Chapter 5 Large Language Models in Bioinformatics

5.1 From Word Embeddings to Biological Embeddings

Large Language Models (LLMs) like BERT and GPT work by learning deep contextual representations of words. We can apply the same principle to biological “words”.

Word -> k-mer: A short biological sequence (e.g., a 3-6 amino acid peptide or a 3-6 nucleotide k-mer).
Sentence -> Protein/DNA sequence: The entire sequence is a sentence made of k-mer words.

5.2 Pre-trained Models: ProtBERT and DNABERT

Researchers have trained BERT-like models on massive corpora of protein sequences or DNA, creating powerful, general-purpose feature extractors for biology.

ProtBERT: Trained on millions of protein sequences from UniProt.
DNABERT: Trained on genomes from humans and other species.

5.3 How to Use a Pre-trained Model

The typical workflow is transfer learning:

Feature Extraction: Use the pre-trained model to convert your raw sequences into high-quality numerical features (embeddings). Then, train a simple classifier (e.g., SVM, Logistic Regression) on these features.
Fine-tuning: Start with the pre-trained model and continue training it on your specific, smaller dataset.

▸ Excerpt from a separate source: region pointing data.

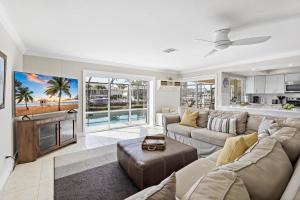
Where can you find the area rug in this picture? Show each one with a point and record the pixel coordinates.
(92, 174)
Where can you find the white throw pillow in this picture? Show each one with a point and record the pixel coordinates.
(264, 125)
(224, 125)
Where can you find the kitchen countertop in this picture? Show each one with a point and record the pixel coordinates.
(275, 110)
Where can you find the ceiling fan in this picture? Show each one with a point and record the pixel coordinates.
(222, 41)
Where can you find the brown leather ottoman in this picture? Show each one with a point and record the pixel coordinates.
(147, 168)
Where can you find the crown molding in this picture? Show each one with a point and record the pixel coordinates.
(7, 25)
(100, 62)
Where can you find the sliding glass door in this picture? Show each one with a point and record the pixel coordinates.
(115, 102)
(139, 101)
(119, 103)
(97, 103)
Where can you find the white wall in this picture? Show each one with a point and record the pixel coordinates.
(73, 69)
(167, 98)
(14, 61)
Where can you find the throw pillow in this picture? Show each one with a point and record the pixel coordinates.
(289, 138)
(241, 118)
(273, 128)
(250, 139)
(264, 125)
(166, 190)
(292, 122)
(222, 125)
(189, 119)
(234, 147)
(221, 185)
(202, 119)
(265, 169)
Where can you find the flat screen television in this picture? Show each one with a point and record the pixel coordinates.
(37, 93)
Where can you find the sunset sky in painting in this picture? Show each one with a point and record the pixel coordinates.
(38, 84)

This adapts the model’s knowledge to your task.

5.3.1 Example: Using DNABERT for Promoter Prediction

We will use the transformers library by Hugging Face.

# First, install the library: pip install transformers
from transformers import AutoTokenizer, AutoModel
import torch

# Load the pre-trained DNABERT model and tokenizer
model_name = "zhihan1996/DNABERT-2-117M"
tokenizer = AutoTokenizer.from_pretrained(model_name)
model = AutoModel.from_pretrained(model_name)

# Tokenize a DNA sequence
sequence = "ATCGATCGATCGATCG"
inputs = tokenizer(sequence, return_tensors="pt") # pt for PyTorch tensors

# Get the model's embeddings
with torch.no_grad():
    outputs = model(**inputs)
    embeddings = outputs.last_hidden_state # This is the contextual embedding for each token

# The [CLS] token's embedding is often used as a representation of the whole sequence
whole_sequence_embedding = embeddings[0, 0, :]

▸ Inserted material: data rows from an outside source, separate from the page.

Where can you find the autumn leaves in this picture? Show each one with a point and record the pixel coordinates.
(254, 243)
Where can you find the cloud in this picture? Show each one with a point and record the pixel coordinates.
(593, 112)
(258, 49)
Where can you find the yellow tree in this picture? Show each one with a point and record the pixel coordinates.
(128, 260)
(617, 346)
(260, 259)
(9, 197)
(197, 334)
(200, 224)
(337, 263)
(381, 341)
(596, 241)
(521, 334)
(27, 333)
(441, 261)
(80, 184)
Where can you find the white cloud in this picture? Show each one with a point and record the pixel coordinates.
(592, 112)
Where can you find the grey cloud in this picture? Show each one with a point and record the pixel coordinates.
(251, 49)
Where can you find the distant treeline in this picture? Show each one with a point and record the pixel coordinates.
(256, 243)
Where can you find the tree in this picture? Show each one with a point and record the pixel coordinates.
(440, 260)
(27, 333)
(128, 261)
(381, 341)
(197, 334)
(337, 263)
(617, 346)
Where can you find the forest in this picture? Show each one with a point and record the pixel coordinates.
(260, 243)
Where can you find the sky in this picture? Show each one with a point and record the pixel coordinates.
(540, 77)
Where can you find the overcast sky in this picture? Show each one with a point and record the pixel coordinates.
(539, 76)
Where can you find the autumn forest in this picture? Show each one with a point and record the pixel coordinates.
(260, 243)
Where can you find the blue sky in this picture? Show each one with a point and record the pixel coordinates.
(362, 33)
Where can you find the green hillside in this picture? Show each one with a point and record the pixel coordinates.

print(f"Shape of sequence embeddings: {embeddings.shape}")
print(f"Shape of whole sequence embedding: {whole_sequence_embedding.shape}")

You can now use whole_sequence_embedding as input to a classifier for your task (e.g., promoter vs. non-promoter).

5.4 Potential Applications

Variant Effect Prediction: Feed the reference and alternate allele sequences to a model and see how the embedding changes.
Protein Function Prediction: Use ProtBERT embeddings to predict Gene Ontology terms.
Structure Prediction: Embeddings can be used as inputs to predict secondary structure.

Note: Fine-tuning these models requires significant computational resources (GPUs). For this course, we focus on feature extraction.